Tuesday, September 10, 2019

Playbills

My mother read my blog post from yesterday about my memories of the trip I took when I was in college to Egypt and Turkey.   I told her I wasn't altogether certain the college trip had been the most memorable or most influential in my life because it rivaled my memories of the ten-week trip we took to England and Scotland the summer I was eight.

It's hard to compare a fourteen-day trip with ten weeks of travel and the age difference from eight to nineteen was also a significant factor.   When I was eight, going on my first international flight, to spend weeks in a foreign country on a summer abroad program was at that age, the trip of a lifetime. Indeed of a lifetime that spanned only eight years.

At the time, my parents were college professors.  They were two of the teachers who went with a collection of college students on the "London Abroad" program.   As it turned out, years later, I would attend the same college and would go on my Egypt and Turkey trip, but that was years in the future.   At the time, I was a child in Europe, experiencing a different culture and country.

There are so many memories I have of that time.   So many good memories.   I have a special place in my heart for England probably because of that very trip.   I've told my husband if he ever wanted to relocate out of the United States, and wanted to go to England, he need only say the word and I'd start packing.

We did a lot of things while we were there.   I have my memories but something I didn't realize until my mother told me today was how many plays my parents went to while we were on that trip.   She said my father likes to tell people how they saw thirty-five shows in ten weeks.  She said he also has the Playbills for each one.

I had seen the stacks of Playbills at some point or another, and I knew as a child they got them when they went to see a play or show, but it had no meaning to me other than that.   I spoke with my father this afternoon and mentioned the trip to England and Scotland, the shows and the Playbills, and he told me something even more interesting:  my father has the Playbill for every show he's ever seen, starting from when he was fourteen.

Our lives are each complex and intriguing in our own ways.   There is much we don't know about each other, even though we've known each other for decades.   I had no idea about the Playbills.   I told my father I'd like to see the collection.   I'd be interested in what show's he's seen.   I remember a few of them, mostly Marcel Marceau, the mime they took me to while on that trip to England.

That was a show that went horribly wrong for both of them and me.   I was what was termed, "hyperactive" back then.   Put me in a show that's silent with a single man on the stage, and I couldn't stay still, I was bored.   I needed to move.   I unintentionally annoyed the people around us so much my mother had to take me out of the theater.

I was upset and embarrassed, but I don't think I could have stayed still if I'd tried.   I guess I did try very hard, but I just couldn't do it.   Back to the Playbills, I'm going to have to check his collection out the next time I go to the mountains to visit my parents.   My father told me tonight he's still trying to get the slot machine working.   Maybe we can get that going and reminisce about our trip to England and Scotland when I was eight-years-old.

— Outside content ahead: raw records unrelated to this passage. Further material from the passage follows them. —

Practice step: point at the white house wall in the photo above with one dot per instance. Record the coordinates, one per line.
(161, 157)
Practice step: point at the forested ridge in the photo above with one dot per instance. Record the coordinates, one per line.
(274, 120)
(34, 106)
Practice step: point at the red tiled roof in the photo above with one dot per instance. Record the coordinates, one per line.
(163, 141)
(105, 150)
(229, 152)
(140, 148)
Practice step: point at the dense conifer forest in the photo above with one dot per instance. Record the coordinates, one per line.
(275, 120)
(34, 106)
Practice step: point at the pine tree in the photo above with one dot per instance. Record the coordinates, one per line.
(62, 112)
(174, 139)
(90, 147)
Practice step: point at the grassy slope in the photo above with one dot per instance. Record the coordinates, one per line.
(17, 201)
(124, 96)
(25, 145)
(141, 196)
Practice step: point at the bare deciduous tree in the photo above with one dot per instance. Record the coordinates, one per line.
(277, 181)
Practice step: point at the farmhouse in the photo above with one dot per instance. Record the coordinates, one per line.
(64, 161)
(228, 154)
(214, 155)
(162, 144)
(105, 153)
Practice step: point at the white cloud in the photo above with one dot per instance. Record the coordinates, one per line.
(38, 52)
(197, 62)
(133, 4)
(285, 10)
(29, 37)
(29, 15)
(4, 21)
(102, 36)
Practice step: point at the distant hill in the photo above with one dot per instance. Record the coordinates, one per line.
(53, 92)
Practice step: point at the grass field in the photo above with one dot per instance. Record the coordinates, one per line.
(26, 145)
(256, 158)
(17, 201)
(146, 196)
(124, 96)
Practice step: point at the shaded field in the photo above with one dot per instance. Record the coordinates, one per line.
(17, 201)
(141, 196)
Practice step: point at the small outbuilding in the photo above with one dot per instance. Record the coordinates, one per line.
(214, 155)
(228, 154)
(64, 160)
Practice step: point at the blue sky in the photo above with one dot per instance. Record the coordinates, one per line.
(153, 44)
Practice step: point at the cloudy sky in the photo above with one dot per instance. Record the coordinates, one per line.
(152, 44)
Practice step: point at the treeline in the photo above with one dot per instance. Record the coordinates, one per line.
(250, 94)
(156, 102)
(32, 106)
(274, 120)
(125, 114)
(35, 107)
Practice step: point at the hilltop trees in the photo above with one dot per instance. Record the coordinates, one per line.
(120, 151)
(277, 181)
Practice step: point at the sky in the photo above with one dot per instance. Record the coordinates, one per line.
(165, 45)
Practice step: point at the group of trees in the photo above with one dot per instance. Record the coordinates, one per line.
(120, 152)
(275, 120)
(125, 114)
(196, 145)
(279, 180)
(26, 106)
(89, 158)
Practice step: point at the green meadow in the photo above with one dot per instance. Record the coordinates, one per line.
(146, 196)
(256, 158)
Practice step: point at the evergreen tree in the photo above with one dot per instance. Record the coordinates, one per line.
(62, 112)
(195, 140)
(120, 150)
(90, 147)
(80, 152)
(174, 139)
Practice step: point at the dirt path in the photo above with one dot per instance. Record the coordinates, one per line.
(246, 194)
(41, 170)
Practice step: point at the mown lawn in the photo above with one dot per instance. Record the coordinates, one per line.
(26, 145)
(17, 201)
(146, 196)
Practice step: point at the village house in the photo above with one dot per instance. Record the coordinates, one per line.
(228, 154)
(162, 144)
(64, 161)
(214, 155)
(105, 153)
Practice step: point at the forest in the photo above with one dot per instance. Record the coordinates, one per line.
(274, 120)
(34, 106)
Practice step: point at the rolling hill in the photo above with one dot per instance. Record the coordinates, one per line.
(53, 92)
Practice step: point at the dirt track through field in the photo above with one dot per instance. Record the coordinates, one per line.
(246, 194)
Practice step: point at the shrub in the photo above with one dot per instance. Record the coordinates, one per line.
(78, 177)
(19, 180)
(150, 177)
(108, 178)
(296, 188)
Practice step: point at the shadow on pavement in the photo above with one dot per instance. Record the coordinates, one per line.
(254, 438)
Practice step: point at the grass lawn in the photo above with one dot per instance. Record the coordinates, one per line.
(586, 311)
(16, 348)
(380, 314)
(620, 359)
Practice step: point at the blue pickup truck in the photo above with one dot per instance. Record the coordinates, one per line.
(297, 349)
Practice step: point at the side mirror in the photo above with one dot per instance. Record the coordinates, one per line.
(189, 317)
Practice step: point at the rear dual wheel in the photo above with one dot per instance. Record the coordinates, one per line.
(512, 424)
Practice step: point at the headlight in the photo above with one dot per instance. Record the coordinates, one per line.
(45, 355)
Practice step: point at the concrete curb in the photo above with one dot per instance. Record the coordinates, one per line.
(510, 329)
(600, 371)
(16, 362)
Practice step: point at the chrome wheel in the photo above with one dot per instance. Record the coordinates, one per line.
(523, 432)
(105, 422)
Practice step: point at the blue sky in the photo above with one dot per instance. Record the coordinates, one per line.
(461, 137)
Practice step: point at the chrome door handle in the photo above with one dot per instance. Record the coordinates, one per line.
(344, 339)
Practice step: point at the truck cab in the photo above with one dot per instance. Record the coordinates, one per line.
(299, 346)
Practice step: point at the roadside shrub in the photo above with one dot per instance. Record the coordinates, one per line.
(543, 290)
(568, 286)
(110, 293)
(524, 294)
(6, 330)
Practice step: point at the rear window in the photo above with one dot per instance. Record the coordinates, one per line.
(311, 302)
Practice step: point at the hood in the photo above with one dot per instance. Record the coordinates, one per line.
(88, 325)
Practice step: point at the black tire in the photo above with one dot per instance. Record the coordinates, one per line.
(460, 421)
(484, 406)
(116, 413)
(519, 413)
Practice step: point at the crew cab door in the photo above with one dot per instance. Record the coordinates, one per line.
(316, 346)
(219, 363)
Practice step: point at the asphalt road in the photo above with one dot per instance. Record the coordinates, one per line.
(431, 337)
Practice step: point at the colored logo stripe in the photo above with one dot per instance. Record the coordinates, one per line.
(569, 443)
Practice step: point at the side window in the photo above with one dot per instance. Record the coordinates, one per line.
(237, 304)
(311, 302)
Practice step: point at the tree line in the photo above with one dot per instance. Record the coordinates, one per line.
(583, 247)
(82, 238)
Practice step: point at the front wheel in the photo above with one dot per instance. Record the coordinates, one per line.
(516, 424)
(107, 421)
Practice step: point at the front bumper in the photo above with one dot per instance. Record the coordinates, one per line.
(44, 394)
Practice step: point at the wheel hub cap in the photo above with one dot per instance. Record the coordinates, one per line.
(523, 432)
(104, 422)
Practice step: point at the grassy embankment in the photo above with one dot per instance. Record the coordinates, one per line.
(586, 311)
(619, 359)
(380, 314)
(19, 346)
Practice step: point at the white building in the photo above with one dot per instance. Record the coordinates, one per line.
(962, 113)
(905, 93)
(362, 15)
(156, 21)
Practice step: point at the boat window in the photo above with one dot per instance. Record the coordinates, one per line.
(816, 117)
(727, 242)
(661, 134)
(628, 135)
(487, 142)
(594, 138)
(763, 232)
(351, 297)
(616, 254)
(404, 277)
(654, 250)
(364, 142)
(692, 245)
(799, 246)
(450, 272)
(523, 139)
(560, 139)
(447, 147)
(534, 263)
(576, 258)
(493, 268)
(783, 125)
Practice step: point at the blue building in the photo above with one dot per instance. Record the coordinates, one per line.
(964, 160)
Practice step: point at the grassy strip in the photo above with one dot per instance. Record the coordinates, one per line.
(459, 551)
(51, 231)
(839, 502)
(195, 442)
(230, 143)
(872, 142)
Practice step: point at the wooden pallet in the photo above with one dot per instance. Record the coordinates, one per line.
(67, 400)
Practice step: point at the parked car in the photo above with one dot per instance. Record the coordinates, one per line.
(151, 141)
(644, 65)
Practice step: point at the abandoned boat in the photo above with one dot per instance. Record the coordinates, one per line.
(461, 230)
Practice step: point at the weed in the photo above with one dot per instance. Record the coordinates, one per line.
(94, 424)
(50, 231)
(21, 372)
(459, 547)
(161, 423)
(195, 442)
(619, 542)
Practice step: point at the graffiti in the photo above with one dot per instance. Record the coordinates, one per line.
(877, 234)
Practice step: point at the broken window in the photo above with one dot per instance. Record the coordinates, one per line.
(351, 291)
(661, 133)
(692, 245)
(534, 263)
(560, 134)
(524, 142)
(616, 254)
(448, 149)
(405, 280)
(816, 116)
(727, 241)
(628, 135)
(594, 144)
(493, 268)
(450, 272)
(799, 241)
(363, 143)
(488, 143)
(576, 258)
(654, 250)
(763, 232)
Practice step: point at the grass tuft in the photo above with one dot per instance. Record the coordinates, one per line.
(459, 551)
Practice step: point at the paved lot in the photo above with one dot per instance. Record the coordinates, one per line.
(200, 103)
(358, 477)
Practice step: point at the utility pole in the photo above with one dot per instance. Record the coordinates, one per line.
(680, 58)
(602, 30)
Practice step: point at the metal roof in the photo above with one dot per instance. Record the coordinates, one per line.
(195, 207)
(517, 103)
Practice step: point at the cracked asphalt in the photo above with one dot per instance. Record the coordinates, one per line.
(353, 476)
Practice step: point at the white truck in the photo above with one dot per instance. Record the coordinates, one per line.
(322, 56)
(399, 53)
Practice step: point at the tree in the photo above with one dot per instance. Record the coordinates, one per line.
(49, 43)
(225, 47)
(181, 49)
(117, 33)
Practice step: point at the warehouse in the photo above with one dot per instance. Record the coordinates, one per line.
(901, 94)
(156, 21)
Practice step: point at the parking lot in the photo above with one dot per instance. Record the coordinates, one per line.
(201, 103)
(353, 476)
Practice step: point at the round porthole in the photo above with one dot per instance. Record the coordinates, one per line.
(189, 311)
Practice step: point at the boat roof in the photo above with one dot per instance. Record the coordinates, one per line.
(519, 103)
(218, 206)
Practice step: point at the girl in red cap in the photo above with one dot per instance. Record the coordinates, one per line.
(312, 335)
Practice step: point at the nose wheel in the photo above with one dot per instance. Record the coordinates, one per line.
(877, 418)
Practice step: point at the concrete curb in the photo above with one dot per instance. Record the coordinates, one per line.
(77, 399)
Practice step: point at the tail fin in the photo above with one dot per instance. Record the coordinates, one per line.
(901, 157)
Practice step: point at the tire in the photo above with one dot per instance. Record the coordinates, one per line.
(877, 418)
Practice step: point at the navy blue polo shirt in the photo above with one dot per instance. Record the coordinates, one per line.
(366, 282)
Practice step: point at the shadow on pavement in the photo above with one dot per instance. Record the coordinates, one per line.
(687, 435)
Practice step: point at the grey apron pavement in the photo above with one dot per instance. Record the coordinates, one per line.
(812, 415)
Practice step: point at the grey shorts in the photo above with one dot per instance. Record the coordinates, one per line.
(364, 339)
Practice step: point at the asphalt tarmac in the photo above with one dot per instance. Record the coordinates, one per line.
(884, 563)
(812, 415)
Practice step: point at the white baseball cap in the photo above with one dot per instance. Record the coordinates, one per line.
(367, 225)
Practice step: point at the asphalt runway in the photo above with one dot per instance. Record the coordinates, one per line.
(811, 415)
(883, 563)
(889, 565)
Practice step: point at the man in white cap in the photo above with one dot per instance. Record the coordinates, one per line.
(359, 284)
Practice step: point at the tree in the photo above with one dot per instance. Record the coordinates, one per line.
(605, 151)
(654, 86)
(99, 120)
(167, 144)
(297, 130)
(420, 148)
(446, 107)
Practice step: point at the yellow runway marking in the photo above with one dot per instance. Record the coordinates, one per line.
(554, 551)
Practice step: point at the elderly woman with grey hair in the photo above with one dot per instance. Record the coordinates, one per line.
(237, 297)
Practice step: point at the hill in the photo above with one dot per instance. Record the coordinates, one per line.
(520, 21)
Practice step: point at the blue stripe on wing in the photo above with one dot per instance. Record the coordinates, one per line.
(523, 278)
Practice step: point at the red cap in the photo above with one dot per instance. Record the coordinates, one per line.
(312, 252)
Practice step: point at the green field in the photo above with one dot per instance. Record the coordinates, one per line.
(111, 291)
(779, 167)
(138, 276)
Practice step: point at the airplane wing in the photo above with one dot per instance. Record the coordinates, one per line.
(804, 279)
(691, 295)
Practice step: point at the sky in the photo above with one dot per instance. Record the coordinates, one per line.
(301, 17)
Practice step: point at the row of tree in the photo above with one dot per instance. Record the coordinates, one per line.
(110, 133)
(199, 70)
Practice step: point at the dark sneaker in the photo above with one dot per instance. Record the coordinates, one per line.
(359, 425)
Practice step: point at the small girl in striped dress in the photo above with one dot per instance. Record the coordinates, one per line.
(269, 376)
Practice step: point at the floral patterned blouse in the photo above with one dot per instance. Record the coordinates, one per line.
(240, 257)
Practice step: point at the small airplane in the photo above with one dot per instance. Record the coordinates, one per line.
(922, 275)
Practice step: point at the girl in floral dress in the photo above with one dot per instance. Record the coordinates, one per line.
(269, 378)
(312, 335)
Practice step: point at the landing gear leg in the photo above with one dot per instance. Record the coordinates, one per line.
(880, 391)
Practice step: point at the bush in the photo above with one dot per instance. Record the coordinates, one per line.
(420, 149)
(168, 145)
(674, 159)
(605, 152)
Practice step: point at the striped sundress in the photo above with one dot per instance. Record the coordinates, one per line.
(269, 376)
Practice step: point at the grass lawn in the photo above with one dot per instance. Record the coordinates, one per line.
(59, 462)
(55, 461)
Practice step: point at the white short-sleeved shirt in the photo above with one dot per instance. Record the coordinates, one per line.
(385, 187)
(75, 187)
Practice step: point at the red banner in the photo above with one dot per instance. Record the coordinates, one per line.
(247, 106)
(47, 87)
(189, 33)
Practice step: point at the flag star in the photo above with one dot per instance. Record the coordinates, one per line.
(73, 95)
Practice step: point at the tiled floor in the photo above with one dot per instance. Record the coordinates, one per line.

The Big Boy Update:  Thinking of the Marcel Marceau story, I should remember that my son is like me in that way and sometimes he just can't stay still or sit at the table or listen to you without wiggling or doing flips over the sofa.   He's probably trying, just like I was, only his body can't.

The Tiny Girl Chronicles:  Shane heard my daughter wrote her a touching send-off  letter.   She messaged me and asked if she could take my daughter out to get ice cream before she leaves to go traveling tomorrow.   My daughter put on her unique necklace that says "Munchkin" in braille Shane had custom made for her and was ready at the door when she arrived.   I told them to have a good time and not hurry back, that it was a special night.